Rush University Medical Center is one of the first medical centers in the country, and currently the only site in Illinois, participating in a novel clinical trial to determine if a subject’s own stem cells can treat a form of severe coronary artery disease.
The Autologous Cellular Therapy CD34-Chronic Myocardial Ischemia (ACT34-CMI) Trial is the first human, Phase II adult stem cell therapy study in the U.S. designed to investigate the efficacy, tolerability, and safety of blood-derived selected CD34+ stem cells to improve symptoms and clinical outcomes in subjects with chronic myocardial ischemia (CMI), a severe form of coronary artery disease.
"What we’re hoping is that these stem cells will be able to stimulate the growth of new blood vessels to bring more blood and oxygen to the heart muscle, so that these patients will have a better quality of life and less chest pain," said Dr. Gary Schaer, director of the Rush Cardiac Catheterization Lab and study investigator.
Myocardial ischemia is a serious heart condition that involves narrowing of coronary arteries and results in limited blood flow to the heart. The disease affects hundreds of thousands of new people each year. A person who suffers from chronic myocardial ischemia continues to experience insufficient flow of oxygen-rich blood to the heart despite optimum medical intervention.
The study is a randomized, double-blind, placebo-controlled study that involves adult subjects with severe coronary artery disease who are currently on the maximum medical therapy and who are not suitable candidates for conventional procedures to improve blood flow to the heart such as angioplasty, stents, or coronary artery bypass surgery.
Rush is one of 15 to 20 research sites nationwide participating in the study, which is sponsored by the Cellular Therapies business unit of Baxter Healthcare Corporation. Baxter technology is used to select the subject’s own CD34+ stem cells that are under investigation in this trial.
The baseline frequency and severity of anginal episodes are established as a first step for all study subjects. Next, all subjects receive a series of subcutaneous injections (needle shots, typically delivered under the skin in the arm, thigh or abdomen) of a commercially produced protein (granulocyte colony stimulating factor). The protein helps to release CD34+ stem cells (also known as endothelial progenitor cells) from a subject’s bone marrow into the bloodstream.
Then, investigators use a cell separation system, similar to the automated systems that are used with people who donate specific blood components such as platelets or red blood cells, to collect from the subject’s bloodstream, an enriched preparation of cells that contain CD34+ stem cells.

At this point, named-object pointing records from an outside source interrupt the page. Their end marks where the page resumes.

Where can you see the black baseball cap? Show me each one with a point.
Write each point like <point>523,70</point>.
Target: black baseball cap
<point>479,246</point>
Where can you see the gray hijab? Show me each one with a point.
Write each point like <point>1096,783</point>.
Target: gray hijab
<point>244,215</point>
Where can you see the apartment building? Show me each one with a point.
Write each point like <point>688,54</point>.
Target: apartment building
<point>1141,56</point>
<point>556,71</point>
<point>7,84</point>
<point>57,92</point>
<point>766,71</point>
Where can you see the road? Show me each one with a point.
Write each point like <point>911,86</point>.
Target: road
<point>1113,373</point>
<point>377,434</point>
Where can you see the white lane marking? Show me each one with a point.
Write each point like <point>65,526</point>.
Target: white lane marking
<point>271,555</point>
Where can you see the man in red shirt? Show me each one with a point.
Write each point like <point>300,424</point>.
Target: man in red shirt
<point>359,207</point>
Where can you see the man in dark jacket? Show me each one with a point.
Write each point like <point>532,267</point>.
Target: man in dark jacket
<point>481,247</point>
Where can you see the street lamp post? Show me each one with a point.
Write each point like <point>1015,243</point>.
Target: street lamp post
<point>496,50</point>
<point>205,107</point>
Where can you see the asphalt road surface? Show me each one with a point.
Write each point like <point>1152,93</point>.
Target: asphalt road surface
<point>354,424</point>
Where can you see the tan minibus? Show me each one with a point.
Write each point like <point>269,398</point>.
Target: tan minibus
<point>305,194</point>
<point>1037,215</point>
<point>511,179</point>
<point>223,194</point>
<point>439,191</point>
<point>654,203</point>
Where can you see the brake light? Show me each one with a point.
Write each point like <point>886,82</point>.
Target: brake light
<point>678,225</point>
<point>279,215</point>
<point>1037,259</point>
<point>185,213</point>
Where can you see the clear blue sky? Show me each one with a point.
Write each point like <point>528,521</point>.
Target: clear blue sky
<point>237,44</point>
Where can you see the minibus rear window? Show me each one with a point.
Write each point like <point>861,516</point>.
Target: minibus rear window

When this process, known as apheresis, is complete, technologists further process the collected stem cells with Baxter’s ISOLEX 300i Magnetic Cell Selection System, currently approved for use with cancer patients, to select the subject’s CD34+ stem cells for use in this investigational therapy.
Schaer then uses a catheter-based, non-surgical system to map the patient’s heart three-dimensionally to identify the damaged areas into which the stem cells would be injected. "This targeted approach increases the treatment's effectiveness by delivering the stem cells exactly where they are needed." Schaer uses the Johnson & Johnson’s NOGA XP Cardiac Navigation System to identify ischemic but viable regions of the heart as targets for cell delivery. The researchers then use a special investigational catheter that functions like a "global positioning system" to precisely deliver CD34+ cells, or placebo, into the areas of the heart that have been identified as having poor blood flow.
Subjects are randomly selected to receive either one of two dosing levels of CD34+ stem cells, or placebo. Rush researchers will conduct follow-up examinations for 12 months,
Researchers are encouraged by reports that the therapy appeared to be well-tolerated and no serious adverse events directly related to the stem cell therapy in an earlier study. According to preliminary, anecdotal patient reports, 16 of the 24 total Phase I study subjects reported feeling better with reductions in chest pain and improved exercise capacity during the early stage of the trial.